Nel cuore di Napoli un vero e proprio Istituto diretto da Monticelli “per trasferire e difendere un’arte che è sopratutto patrimonio della città”

Non è tutto oro quel che luccica…o forse si?

Tra le eccellenze partenopee brilla (essì, è il caso di dirlo) il settore orafo, con un bel posto di rilievo scintillante. E per salvaguardare il il trasferimento dei saperi di quest’arte antica è intervenuto il Consorzio del Borgo Orefici con la costituzione di una scuola di formazione.

Le direttrici lungo le quali si muove l’azione del Consorzio – che insieme al Tarì di Marcianise e a Torre del Greco con il corallo costituisce il Polo Orafo campano – sono essenzialmente due.

La prima esigenza a cui rispondere è quella di formare una figura professionale: l’orafo, attraverso un corso biennale che rilasci una qualifica. Un vero e proprio laboratorio teorico-pratico, in cui si alternano lezioni di gemmologia ed economia a vere e proprie creazioni manuali.

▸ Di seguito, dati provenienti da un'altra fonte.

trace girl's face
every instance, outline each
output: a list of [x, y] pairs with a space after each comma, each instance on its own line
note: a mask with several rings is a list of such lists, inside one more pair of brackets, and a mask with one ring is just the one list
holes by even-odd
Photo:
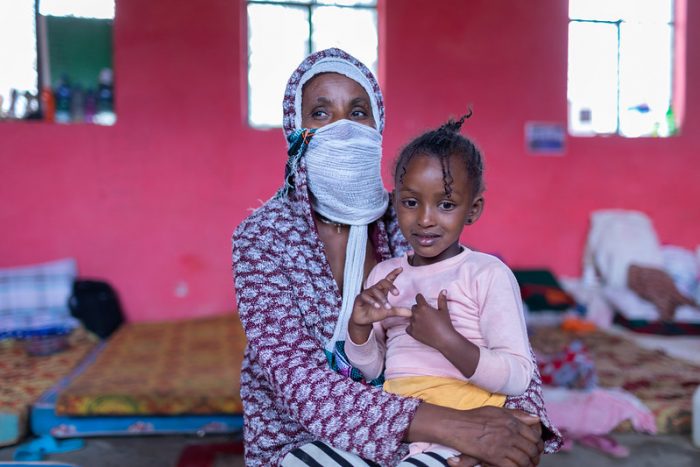
[[369, 96], [359, 83], [338, 73], [322, 73], [304, 84], [301, 126], [321, 128], [347, 119], [376, 128]]
[[484, 206], [481, 195], [472, 195], [464, 163], [455, 156], [450, 156], [448, 162], [452, 176], [449, 197], [445, 194], [442, 165], [436, 157], [417, 154], [405, 167], [403, 180], [396, 177], [394, 201], [399, 227], [413, 248], [414, 266], [459, 254], [464, 224], [475, 222]]

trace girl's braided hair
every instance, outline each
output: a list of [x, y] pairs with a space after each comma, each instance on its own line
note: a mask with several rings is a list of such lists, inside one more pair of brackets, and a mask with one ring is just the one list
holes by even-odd
[[445, 195], [449, 198], [452, 194], [454, 179], [450, 173], [450, 156], [460, 157], [467, 168], [469, 180], [472, 183], [472, 195], [477, 196], [485, 189], [484, 186], [484, 158], [481, 151], [467, 137], [459, 131], [466, 119], [472, 116], [469, 112], [455, 121], [450, 118], [447, 123], [436, 130], [430, 130], [408, 143], [399, 153], [394, 168], [394, 180], [403, 182], [408, 163], [416, 155], [434, 157], [440, 160], [442, 165], [442, 179], [445, 184]]

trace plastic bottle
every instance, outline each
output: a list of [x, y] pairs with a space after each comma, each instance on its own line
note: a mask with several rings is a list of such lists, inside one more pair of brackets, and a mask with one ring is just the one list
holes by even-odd
[[668, 136], [673, 136], [678, 131], [678, 128], [676, 128], [676, 116], [673, 113], [673, 107], [670, 105], [668, 110], [666, 110], [666, 126], [668, 127]]
[[700, 448], [700, 386], [693, 394], [693, 444]]
[[44, 121], [53, 122], [56, 118], [56, 101], [51, 88], [44, 87], [41, 90], [41, 111]]
[[56, 101], [56, 113], [54, 114], [54, 120], [56, 123], [70, 123], [70, 103], [71, 103], [72, 90], [70, 86], [70, 81], [68, 76], [61, 76], [61, 80], [56, 87], [54, 92], [54, 98]]
[[97, 86], [97, 113], [94, 121], [100, 125], [113, 125], [116, 120], [114, 113], [114, 87], [112, 70], [103, 68]]

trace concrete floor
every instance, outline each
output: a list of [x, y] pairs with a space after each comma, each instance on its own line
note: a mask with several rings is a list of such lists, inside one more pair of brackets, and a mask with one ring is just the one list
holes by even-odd
[[[631, 455], [614, 459], [582, 446], [568, 453], [544, 456], [543, 467], [700, 467], [700, 449], [693, 447], [688, 436], [647, 436], [616, 434]], [[88, 439], [85, 448], [71, 453], [54, 454], [48, 460], [72, 463], [80, 467], [175, 467], [182, 448], [188, 444], [221, 443], [223, 436], [204, 438], [187, 436], [153, 436]], [[0, 461], [12, 460], [14, 447], [0, 448]], [[243, 467], [240, 456], [221, 458], [215, 467]]]

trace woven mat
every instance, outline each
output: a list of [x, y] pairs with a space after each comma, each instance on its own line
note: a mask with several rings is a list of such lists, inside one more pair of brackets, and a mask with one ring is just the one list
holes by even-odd
[[45, 356], [28, 355], [21, 341], [0, 341], [0, 413], [17, 415], [20, 435], [26, 432], [29, 406], [75, 368], [97, 341], [77, 328], [68, 337], [66, 350]]
[[245, 335], [238, 316], [122, 326], [59, 394], [59, 415], [236, 414]]
[[530, 336], [532, 346], [542, 353], [556, 353], [574, 339], [583, 341], [592, 355], [600, 386], [623, 388], [637, 396], [656, 416], [659, 433], [690, 433], [700, 366], [599, 330], [572, 333], [543, 327]]

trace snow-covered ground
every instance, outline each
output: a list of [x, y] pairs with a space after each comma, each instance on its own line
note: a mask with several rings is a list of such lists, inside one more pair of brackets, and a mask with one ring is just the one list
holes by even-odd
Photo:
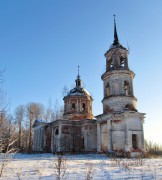
[[[110, 159], [105, 155], [66, 155], [64, 178], [83, 180], [89, 174], [93, 179], [157, 179], [162, 180], [162, 158]], [[57, 155], [16, 154], [5, 167], [0, 179], [56, 179]], [[92, 174], [91, 174], [92, 172]], [[90, 178], [89, 178], [90, 179]]]

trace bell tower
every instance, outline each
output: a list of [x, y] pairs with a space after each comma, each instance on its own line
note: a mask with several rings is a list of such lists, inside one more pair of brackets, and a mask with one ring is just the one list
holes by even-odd
[[97, 119], [97, 150], [111, 153], [144, 151], [144, 113], [137, 111], [133, 91], [134, 72], [129, 69], [128, 50], [118, 39], [114, 16], [114, 41], [105, 53], [103, 81], [103, 114]]
[[114, 15], [114, 42], [105, 53], [106, 72], [101, 76], [104, 83], [103, 113], [136, 111], [136, 98], [133, 92], [134, 72], [128, 66], [128, 50], [119, 40]]

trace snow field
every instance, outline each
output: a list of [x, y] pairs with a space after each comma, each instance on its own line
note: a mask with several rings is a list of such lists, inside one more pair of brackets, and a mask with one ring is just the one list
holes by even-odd
[[[5, 167], [3, 180], [56, 179], [57, 155], [16, 154]], [[66, 172], [63, 179], [83, 180], [162, 180], [162, 158], [157, 159], [110, 159], [105, 155], [64, 155]]]

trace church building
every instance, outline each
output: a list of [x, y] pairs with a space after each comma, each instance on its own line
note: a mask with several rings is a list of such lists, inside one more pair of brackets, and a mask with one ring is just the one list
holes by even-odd
[[63, 98], [62, 119], [35, 120], [33, 151], [37, 152], [130, 152], [144, 151], [144, 113], [137, 110], [133, 91], [134, 72], [129, 69], [128, 50], [117, 35], [105, 53], [103, 113], [94, 117], [92, 97], [82, 87], [79, 72], [76, 86]]

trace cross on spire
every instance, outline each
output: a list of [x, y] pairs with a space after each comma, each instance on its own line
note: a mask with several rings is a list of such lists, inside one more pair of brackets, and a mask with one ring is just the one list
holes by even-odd
[[77, 88], [81, 88], [81, 82], [82, 82], [82, 80], [80, 79], [80, 75], [79, 75], [79, 68], [80, 68], [80, 66], [78, 66], [78, 75], [77, 75], [77, 79], [75, 80]]
[[118, 40], [118, 34], [117, 34], [117, 29], [116, 29], [116, 15], [114, 14], [114, 43], [113, 45], [118, 45], [119, 40]]

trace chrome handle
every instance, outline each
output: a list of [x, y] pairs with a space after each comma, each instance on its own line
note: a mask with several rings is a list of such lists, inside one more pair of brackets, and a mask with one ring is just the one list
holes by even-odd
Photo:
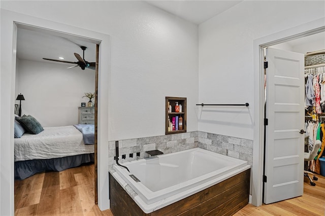
[[304, 130], [300, 130], [300, 132], [299, 133], [302, 134], [303, 133], [306, 133], [306, 131]]

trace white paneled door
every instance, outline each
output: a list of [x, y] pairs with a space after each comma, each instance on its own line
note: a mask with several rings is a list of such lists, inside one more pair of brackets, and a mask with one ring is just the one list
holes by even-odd
[[267, 48], [264, 202], [301, 196], [304, 186], [304, 55]]

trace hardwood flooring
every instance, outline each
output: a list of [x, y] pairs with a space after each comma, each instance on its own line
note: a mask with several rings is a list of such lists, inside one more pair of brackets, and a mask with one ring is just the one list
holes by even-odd
[[109, 215], [94, 203], [93, 164], [15, 181], [16, 215]]
[[255, 207], [248, 204], [237, 211], [235, 216], [259, 215], [324, 215], [325, 177], [316, 175], [318, 180], [316, 186], [309, 184], [309, 180], [304, 179], [304, 195], [275, 203]]
[[[112, 216], [110, 210], [101, 211], [94, 204], [93, 175], [91, 164], [15, 181], [15, 215]], [[249, 204], [234, 215], [324, 215], [325, 177], [316, 176], [315, 187], [304, 178], [301, 197], [259, 207]]]

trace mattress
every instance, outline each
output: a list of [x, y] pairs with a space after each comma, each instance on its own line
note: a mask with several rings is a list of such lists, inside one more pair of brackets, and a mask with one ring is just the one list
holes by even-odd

La seconda è quella di costruire un sistema di inserimento nel mondo del lavoro attraverso la creazione di Creative lab in cui i diplomati possano realizzare i loro prodotti in uno spazio condiviso per 12 mesi, usufruendo dei benefici collegati all’essere parte del Consorzio; ma anche attraverso la creazione di un incubatore di impresa dove giovani startup possono proporre e sviluppare le proprie attività in un ambiente protetto fino a cinque anni.

«I vantaggi che derivano dall’inserimento in questo circuito – sottolinea il direttore del Consorzio Fabrizio Monticelli – consistono anche nel fatto che i primi clienti degli artigiani sono gli stessi consorziati, perché il settore orafo si caratterizza non solo per l’abilità e il saper fare, ma soprattutto per l’affidabilità. La natura estremamente preziosa delle materie prime rende la riconoscibilità un elemento fondamentale per interagire con la filiera dei fornitori e dei clienti».

Ma dietro questa scelta c’è soprattutto la necessità di trasferire e proteggere un’arte che è patrimonio della città, in un’ottica di salvaguardia dell’identità.

«La parola chiave deve essere “Napoli” – continua Monticelli – nella misura in cui l’internazionalizzazione del prodotto non è strettamente legata solo a un outgoing, cioè alla sua presentazione verso l’esterno attraverso le fiere. Ma soprattutto a processi di incoming, cioè alla valorizzazione del “brand Napoli”, con tutto ciò che racconta in termini di territorio.
Chi compra un gioiello, compra un racconto, un’emozione legata ai luoghi da cui nasce quel prodotto. E i giovani apprendisti sono chiamati a realizzare creazioni che non abbiano meramente l’aspetto della replicabilità, ma siano il risultato di un processo di storytelling. Da qui i gioielli archeologici legati a Pompei, i gioielli borbonici oppure i prodotti realizzati con designer napoletani che richiamano stilemi ed elementi simbolici della tradizione».

Sulla base di queste premesse, il naturale approccio del Consorzio è stato quello di creare sinergie con i principali attrattori del centro storico, dove appunto si trova la sede. Che si tratti del Tesoro di San Gennaro, del Museo Archeologico o dell’Archivio di Stato, l’importante è che il gioiello esprima l’identità della città.